The Fallen Apple

The Fallen Apple


  • 1.5 oz STALK&BARREL Handcrafted Canadian Whisky
  • 0.5 oz Luxardo Maraschino
  • 0.25 oz Amaro Nonino
  • 1 oz Apple juice
  • 0.5 oz Fresh lemon juice
  • 0.5 oz Brown Sugar Allspice syrup

Brown Sugar Allspice Syrup

  • 240g brown sugar
  • 240g filtered water
  • 20 allspice berries

Caramel Foam

  • 1/3 cup white sugar
  • 1 tbsp caramel syrup
  • 2 egg whites
  • 2 NO2 chargers


  1. Prepare the Brown Sugar Allspice Syrup by adding all the ingredients into a saucepan and bring to a boil.
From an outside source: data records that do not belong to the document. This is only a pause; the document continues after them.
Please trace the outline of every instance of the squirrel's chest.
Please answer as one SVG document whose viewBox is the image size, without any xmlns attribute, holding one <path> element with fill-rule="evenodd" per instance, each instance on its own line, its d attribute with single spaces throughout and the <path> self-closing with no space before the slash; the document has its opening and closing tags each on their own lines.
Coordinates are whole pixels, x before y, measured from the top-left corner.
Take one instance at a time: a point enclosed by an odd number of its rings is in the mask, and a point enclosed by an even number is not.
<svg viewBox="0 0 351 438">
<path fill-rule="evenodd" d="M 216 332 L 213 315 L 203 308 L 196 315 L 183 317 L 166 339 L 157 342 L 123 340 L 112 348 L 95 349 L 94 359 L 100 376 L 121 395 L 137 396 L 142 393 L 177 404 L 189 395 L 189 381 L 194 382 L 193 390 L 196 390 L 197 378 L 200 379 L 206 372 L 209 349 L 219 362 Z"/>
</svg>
Let the mixture cool, strain the syrup and discard the solids. 
  2. Prepare the Caramel Foam by adding the sugar, caramel syrup, and egg whites into an iSi whipped cream dispenser. Add one charge into the canister and shake well for 10 seconds. Let it sit for 10 seconds, and add the second charge to the canister again, shaking it for 10 additional seconds. 
  3.  In the cocktail shaker, add all ingredients.
  4. Fill with ice and shake hard for 8 seconds.
  5. Double strain cocktail, using a Hawthorne and fine strainer, into old fashioned glass.
  6. Garnish with caramel foam and dehydrated apple.